Crimefighting for dummies

Anyone who’s watched A&E’s “Dog the Bounty Hunter” has felt the itch. No, not to grow Dog’s crested cockatiel-esque mullet—to take the law into one’s own hands, to hit the pavement with a bandolier of pepper-spray cans and a chip on the shoulder. We’re all familiar with the idea of a citizen’s arrest, if only through Gomer Pyle’s shrill yelps on reruns of “The Andy Griffith Show.” But how exactly does one go about playing Dog and making a citizen’s arrest in the Commonwealth of Virginia? We talked to Joe Platania in the Commonwealth’s Attorney’s Office and found out.

Let’s say I’m walking on the train tracks behind the Corner and I see a shady character with a laptop gleefully sending out spam e-mail from a railroad wi-fi hot spot. Knowing, as I do, that spamming is now a Class 6 felony in the Commonwealth of Virginia—and that one is only authorized to make a citizen’s arrest for a felony or a witnessed breach of the peace—I realize I’ve got a perp to bust. I spring into action and restrain him with the pair of handcuffs I happen to have in my back pocket, then tell him I’m placing him under arrest. I don’t have to read him any Miranda rights because he’s not yet in police custody and it’s not in my jurisdiction to interrogate him or do any of that nasty stuff that Miranda rights were created to prevent. I drag him off to the nearest precinct, hand him over to the cops, and fill out some paperwork to make everything official.
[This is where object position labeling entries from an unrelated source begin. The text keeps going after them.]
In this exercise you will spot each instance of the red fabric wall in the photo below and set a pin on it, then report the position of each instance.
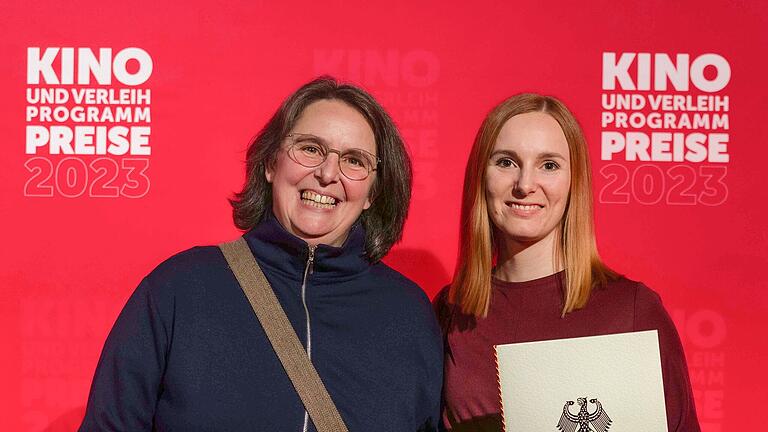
(80, 230)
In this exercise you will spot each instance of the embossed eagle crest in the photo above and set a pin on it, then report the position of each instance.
(580, 422)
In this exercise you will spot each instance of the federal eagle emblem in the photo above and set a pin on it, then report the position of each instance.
(581, 421)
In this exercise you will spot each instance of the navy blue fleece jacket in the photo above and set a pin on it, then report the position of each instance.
(188, 354)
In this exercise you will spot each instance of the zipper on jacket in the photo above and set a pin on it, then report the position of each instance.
(308, 269)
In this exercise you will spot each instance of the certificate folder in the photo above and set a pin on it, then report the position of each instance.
(595, 383)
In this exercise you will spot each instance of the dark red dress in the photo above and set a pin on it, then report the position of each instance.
(530, 311)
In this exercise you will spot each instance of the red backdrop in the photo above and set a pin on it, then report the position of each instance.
(677, 178)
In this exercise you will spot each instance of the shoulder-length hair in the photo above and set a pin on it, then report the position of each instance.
(391, 192)
(575, 249)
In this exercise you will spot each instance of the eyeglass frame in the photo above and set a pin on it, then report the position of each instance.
(329, 150)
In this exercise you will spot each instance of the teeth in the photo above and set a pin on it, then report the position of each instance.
(525, 207)
(323, 201)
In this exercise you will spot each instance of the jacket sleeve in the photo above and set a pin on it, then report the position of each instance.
(432, 356)
(651, 315)
(127, 381)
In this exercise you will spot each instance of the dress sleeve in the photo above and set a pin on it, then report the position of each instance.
(128, 377)
(651, 315)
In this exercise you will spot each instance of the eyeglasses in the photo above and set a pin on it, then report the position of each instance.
(311, 151)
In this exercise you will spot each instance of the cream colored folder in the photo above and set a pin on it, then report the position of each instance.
(595, 383)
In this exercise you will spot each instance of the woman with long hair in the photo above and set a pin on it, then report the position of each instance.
(528, 267)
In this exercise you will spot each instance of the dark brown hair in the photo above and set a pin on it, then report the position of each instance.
(390, 193)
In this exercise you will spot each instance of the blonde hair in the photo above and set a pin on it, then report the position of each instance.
(576, 248)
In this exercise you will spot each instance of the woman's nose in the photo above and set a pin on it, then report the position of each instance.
(526, 183)
(328, 171)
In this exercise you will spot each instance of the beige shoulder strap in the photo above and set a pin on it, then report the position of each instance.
(283, 337)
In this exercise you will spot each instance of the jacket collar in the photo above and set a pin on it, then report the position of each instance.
(279, 250)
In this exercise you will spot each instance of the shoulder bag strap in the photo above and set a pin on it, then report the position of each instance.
(283, 337)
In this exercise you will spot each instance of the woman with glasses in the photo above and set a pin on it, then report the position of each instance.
(328, 183)
(528, 267)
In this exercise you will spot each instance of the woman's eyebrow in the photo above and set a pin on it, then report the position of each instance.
(504, 152)
(310, 136)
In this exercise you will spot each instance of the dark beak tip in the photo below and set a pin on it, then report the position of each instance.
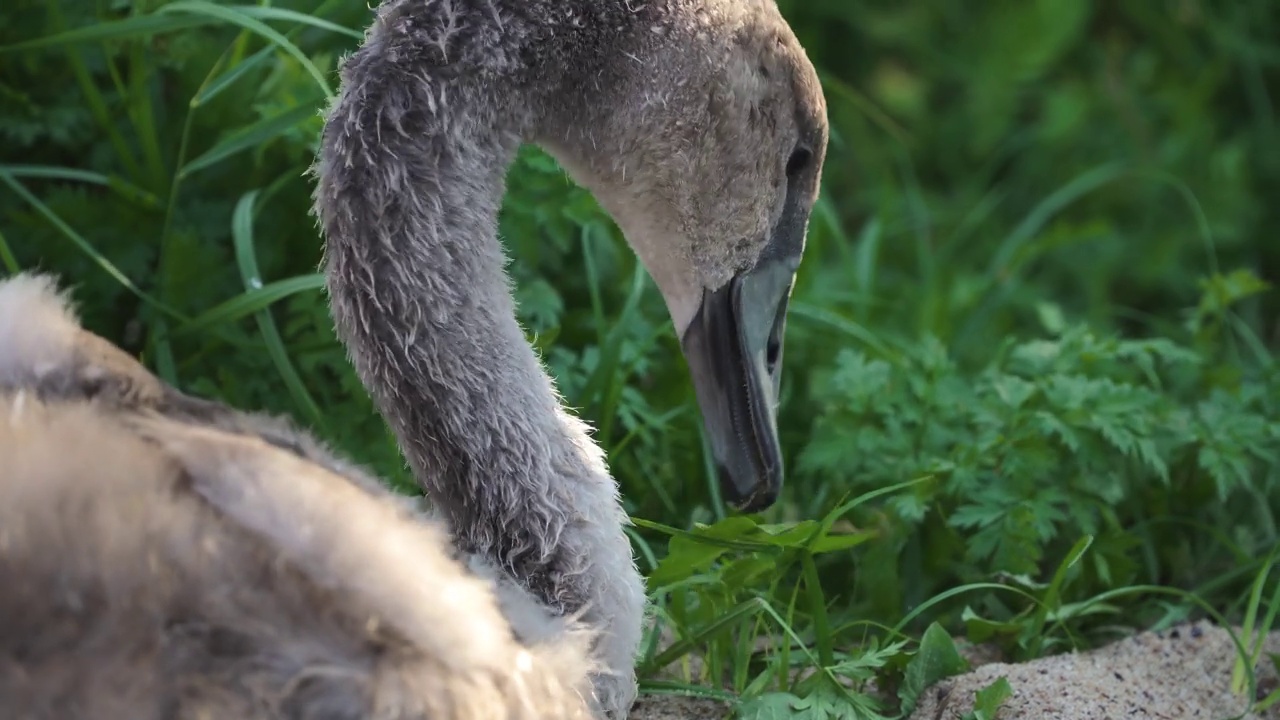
(755, 495)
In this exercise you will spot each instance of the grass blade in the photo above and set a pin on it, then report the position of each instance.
(238, 17)
(246, 256)
(128, 28)
(246, 137)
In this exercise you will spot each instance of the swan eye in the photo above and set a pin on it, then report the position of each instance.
(799, 162)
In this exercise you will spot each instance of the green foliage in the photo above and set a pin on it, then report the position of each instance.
(1033, 338)
(990, 698)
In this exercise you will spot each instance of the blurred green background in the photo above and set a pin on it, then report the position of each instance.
(1037, 277)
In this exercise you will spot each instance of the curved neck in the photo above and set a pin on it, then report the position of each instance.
(410, 183)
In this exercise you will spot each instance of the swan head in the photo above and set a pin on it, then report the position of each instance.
(704, 135)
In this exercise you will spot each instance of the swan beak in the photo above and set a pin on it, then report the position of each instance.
(734, 349)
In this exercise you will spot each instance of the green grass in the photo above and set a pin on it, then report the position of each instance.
(1031, 392)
But in this age of ubiquitous cell phones and in a city where criminals have shown themselves willing on occasion to put a slug or two in a mugging victim’s gut, why take the risk? It’s our recommendation—and that of the Commonwealth’s Attorney’s Office—that you ditch the pistol and handcuffs, Chuck Norris, and leave the arresting to the authorities.